Blackpool has its Great Promenade Art Show, Morecambe the Tern Project, and Southport the Moving Fish art and light works on the seafront.
But stand by to be blown away by Wyre’s Mythic Coast – a land of petrified trees, lost villages, shipwrecks, deep pools, colourful characters, and eerily evocative names such as Lune Deep and Wyre Light.
This will deliver a series of sculptures, six initially – a Sea Swallow Beacon, Golden Shell, Fylde Coast shipwreck memorial, Princess Mary Driftwood, Whirlpool Listening Shell and interpretative art – from Cleveleys through Rossall to Fleetwood, and beyond, to the Wyre and estuary inlets.
All were approved for planning permission by Wyre Council this week, considered integral to the ongoing sea defences which have transformed and regenerated the stretch of coast, initially at Cleveleys, but working through Rossall to Fleetwood.
The £200,000 budget, small fry for the scale of the project, comes from the wider budget of £1.85m long approved for improvements to the coast (including redesign of Marine Hall Gardens, public artwork and a new Rossall Point observation tower).
The pot is made up of a Government grant under the Sea Change programme, Wyre Council funding and a private donation from the local Lofthouse family.
There will also be a book, written for children but also to be enjoyed by adults, to celebrate the multi-award winning achievement that is Wyre coastline.

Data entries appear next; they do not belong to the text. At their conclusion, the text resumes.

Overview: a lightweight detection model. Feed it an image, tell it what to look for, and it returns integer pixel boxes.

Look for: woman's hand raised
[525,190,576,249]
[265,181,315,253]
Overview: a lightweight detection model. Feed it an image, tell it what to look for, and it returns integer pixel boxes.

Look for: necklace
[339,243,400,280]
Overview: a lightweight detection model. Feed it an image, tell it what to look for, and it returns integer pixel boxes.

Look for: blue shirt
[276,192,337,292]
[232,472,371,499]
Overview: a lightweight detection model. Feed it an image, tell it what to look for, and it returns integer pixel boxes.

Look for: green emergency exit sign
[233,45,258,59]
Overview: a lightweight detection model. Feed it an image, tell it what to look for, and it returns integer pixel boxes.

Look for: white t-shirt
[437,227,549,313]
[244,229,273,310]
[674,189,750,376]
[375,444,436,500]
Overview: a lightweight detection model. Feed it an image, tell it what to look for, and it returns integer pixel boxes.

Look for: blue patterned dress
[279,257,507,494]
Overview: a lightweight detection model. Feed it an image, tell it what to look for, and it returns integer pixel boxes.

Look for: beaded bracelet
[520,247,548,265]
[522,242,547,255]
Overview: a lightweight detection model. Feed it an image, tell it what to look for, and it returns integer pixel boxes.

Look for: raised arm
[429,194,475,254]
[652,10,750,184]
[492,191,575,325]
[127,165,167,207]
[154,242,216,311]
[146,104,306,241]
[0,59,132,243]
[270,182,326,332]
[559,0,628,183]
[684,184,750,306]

The very fact that the project is proceeding apace is testimony to the commitment of Wyre Council and the artists involved.

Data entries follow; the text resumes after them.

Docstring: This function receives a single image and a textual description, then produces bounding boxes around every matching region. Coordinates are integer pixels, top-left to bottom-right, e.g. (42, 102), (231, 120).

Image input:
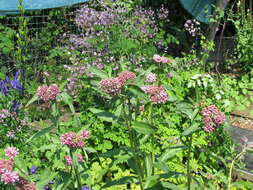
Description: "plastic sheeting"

(0, 0), (88, 15)
(179, 0), (216, 23)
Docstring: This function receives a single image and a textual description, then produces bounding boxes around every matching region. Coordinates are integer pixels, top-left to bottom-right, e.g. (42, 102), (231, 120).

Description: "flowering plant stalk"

(89, 68), (187, 189)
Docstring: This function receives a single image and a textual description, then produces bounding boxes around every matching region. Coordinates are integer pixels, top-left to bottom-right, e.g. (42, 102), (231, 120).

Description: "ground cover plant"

(1, 0), (253, 189)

Most realise that such an ambitious scheme would have never got off the ground in today’s economic climate. Indeed, the editor publishing the allied book for the summer, on behalf of Lancashire literature agency Litfest, has just lost lifeline funding from Arts Council England for the annual literature festival in Lancaster.
The cut doesn’t affect the Wyre project, which has a different funding source.

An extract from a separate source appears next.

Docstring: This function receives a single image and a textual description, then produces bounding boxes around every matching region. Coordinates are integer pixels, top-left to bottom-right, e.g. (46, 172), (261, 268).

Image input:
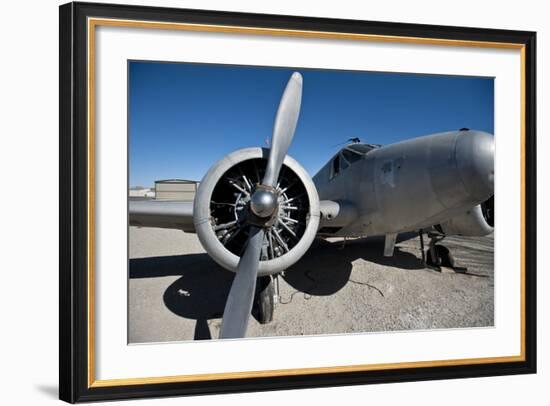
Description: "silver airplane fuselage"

(313, 130), (494, 238)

Litfest artistic director Andy Darby says the Arts Council blow is to Litfest specifically.
“We are committed to the Mythic Coast, heart, body and soul,” he adds.
“What’s happened elsewhere is not a reflection on the value of our work, but of the changed priorities and demands being made of and by Arts Council England. But we will go on. It’s just another challenge.”
What is engaging about the Wyre Mythic Coast scheme is it has involved locals every step of the way, from having a say in the shape of sea defences, and the fact they should incorporate art, and appeal aesthetically, through to ongoing work to involve people of all ages in learning about the history of that coast, and the folklore of the area.
Critically-acclaimed Cumbrian children’s writer Gareth Thompson has been flooded with suggestions for his book, and there’s been no shortage of inspiration for the illustrator either, drawing on names redolent with meaning, Lune Deep, and Wyre Light. And, yes, there really is a petrified forest out there.
“I was just overwhelmed by the information that came in,” Gareth admits.
“People are just so pleased to contribute. The coast has many treasures and so much to inspire. I’ve gone from thinking where do I start to how do I finish.”
And another book could be in the pipeline. Provisionally named Between the Moon and the Earth, the book is the big treat to come for kids, for summer, with readers encouraged to interact with elements.
“But what it really, really needs is a splash of colour,” said a young chap charged with checking out the artwork submitted for consideration for Cleveleys’ Mythic Coast project, which provokes a guffaw of laughter from the creative talents assembled to steer it through to reality.
They’re on site, at Cleveleys seafront, for an update on the project, and a glimpse, barred to the public, of those all important illustrations.
The storyline is also under wraps, but it is an adventure, featuring a young heroine, Mary, and an ogre, who inhabits Lune Deep.
The winning artist has transformed the stark drawings in her portfolio into a thing of beauty – still deliciously dark but with that splash of colour.
Hannah Megee, 28, from Totnes, Devon, wowed judges with her creative flair, and, as Gareth puts it: “Instant empathy.” Together the team will develop stories, illustrations and events to inspire and enthuse local people and visitors to appreciate not just Cleveleys, but all of the Wyre coastline.
The designs have helped inspire the sculptures by public artist Stephen Broadbent, who designed the award-winning ‘People’s Promenade’, and helped persuade council chiefs to make it so much more than mere functional sea defences.
“We could have ended up with a Berlin Wall-style design which would have done the job, but would have looked awful, and nobody wanted that,” he adds.